Çözüm süreci hayırlısı ile bitebilecek mi?
PKK gibi uzun tarihi olan bir terör örgütü ile iç içe geçmiş Kürt sorununun çözümüne dönük her hamlenin birçok sorun ile karşılaşması mukadder. Oslo sürecini akamete uğratan örgütün görüşmeyi kaydetmesi ve bunun iki örgüt FETÖ ve PKK tarafından servis edilmesiydi.
Çözüm süreci ise katmanlı birçok sebep olmakla birlikte Arap Baharı’nın tetiklediği ortamda PKK’nın Suriye için Türkiye’den vazgeçmesi ile nihayetlendi. Türkiye’de parti içindeki iktidar kavgası ve başta FETÖ olmak üzere devleti içi engeller de kaçınılmaz sonu erkene çekti.

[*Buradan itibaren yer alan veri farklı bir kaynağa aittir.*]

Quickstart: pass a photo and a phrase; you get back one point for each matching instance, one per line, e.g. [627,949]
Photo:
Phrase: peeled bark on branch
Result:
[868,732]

1 Ekim’de Bahçeli’nin başlattığı süreçte üç temel kırılma yaşandı. 8 Aralık’ta Suriye’de Beşşar Esad’ın devrilmesi ile “Türkiye’de PKK silah bıraksın ama PYD ne olacak?” sorusuna büyük oranda cevap bulundu. Demografik süreklilik, Suriye’nin üçte birini kontrol edebilecek nüfus ve Suriye’deki tüm Kürtleri temsil edecek demokratik meşruiyetten yoksun PYD’nin İran ve Rusya’nın jeopolitik desteğinin çekilmesi, Şam’daki Esad zemininden mahrum kalması ile bir karar vermesi gerekiyordu.

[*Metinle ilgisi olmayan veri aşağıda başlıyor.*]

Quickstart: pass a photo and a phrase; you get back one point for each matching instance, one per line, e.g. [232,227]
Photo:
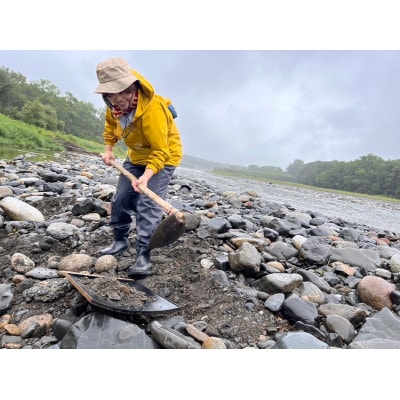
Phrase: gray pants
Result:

Rojava illüzyonunun daha gerçekçi bir zemine oturması ile o güne kadar Türkiye’deki süreçler için risk olabilecek bir faktör PKK’nın silah bırakmasını daha mümkün hale getirdi.

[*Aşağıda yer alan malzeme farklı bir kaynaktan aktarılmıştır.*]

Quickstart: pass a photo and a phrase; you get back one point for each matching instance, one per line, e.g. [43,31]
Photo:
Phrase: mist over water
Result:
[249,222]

27 Şubat’ta Abdullah Öcalan’ın “…devlet ve toplumla bütünleşme için kongrenizi toplayın ve karar alın; tüm gruplar silah bırakmalı ve PKK kendini feshetmelidir.” çağrısı ikinci dönüm noktası oldu. Örgütten ve parti yönetiminden gelen bazı çelişkili açıklamalara rağmen çağrının ağırlığı yerinde duruyor.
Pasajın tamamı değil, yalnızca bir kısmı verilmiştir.